It must be a week or three since Norm Pattis blogged this, but I’ve been meaning to say something, and it might as well be now.
Norm starts with a hypothetical call about a wrongful death suit from a potential client:
He had bronchitis. The doctors failed to diagnose it on time. As a result, he died; his heart just gave out. The decedent was only 47 years old. You quickly calculate loss of earning potential for the twenty or so years he could have worked.
What did do for work, you ask? He didn’t work. Why is that you ask. He couldn’t, you see he was mentally, er, challenged. Your heart sinks. Death is tragic, but death without ascertainable economic loss is a tragedy only a plaintiff’s lawyer can fully appreciate.
But he so loved life, the caller tells you. Each time there was a fire in the neighborhood, he would run to the scene and direct traffic. You are tempted, but still there is nagging doubt. How much can such a case be worth?
It turns out this case is actually real (but not one of Norm’s) and it’s just been decided:
A Connecticut jury just answered, awarding the estate of the decedent in this case $3.5 million for the loss of enjoyment of life. No part of the verdict reflected damages for economic loss…
Norm doesn’t like that:
Forgive my cynicism, but the verdict seems like a triumph of politically correct sympathy over common sense. The decedent has lost the ability to enjoy life…But tell me, reader, how do you compensate a man for a life not lived? It just can’t be done.
I do not mean to suggest that a mentally handicapped person can’t enjoy life. But this verdict simply makes no sense. … [P]erhaps it’s time to revisit whether it makes sense to provide compensation for the loss of enjoyment of life. The simple fact is a death cannot be undone, even by creative lawyers playing on the heartstrings of a jury.
I’m apalled beyond words.
I know our legal system tends to calculate civil damages for a death based on lost earning potential, but until now I didn’t think about how awful that is.
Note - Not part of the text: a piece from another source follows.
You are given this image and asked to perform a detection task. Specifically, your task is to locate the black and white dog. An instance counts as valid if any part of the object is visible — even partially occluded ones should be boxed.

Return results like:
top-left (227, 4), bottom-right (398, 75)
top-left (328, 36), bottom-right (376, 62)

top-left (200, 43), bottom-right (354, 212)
Norm’s stark summary makes me feel a gut-level revulsion that’s hard to describe.
“Loss of enjoyment of life” does matter. It’s the only thing that matters.
The whole point of working for a living is to earn money, and the whole point of earning money is to buy goods and services for consumption. And the whole point of consumption is to improve the quality of your life. The loss of income is only important because it reduces your ability to enjoy life.
What Norm’s concerned about, I think, is that “enjoyment of life” is so subjective that the courts will drift away from any sort of predicatable standard for calculating it. Lawyers will be putting on grand shows with weeping and wailing and gnashing of teeth. That will make a mess of our civil courts. Our legal system works better when there are bright lines, clear precedents, and well-defined procedures.
Norm’s a very skilled lawyer, so I’m sure his prediction of chaos is correct. I don’t doubt it for a minute.
However, just because something is hard to measure and quantify doesn’t mean it doesn’t exist. Enjoyment of life is real, and it’s important.
I have very little experience at civil litigation and wrongful death (thankfully). Perhaps our legal system works it all out in the end. Still, I can’t help but think that enjoyment of life is too important to ignore without some sort of dire consequences.
Given the principles this country was founded on, can it really be right to ignore the pursuit of happiness?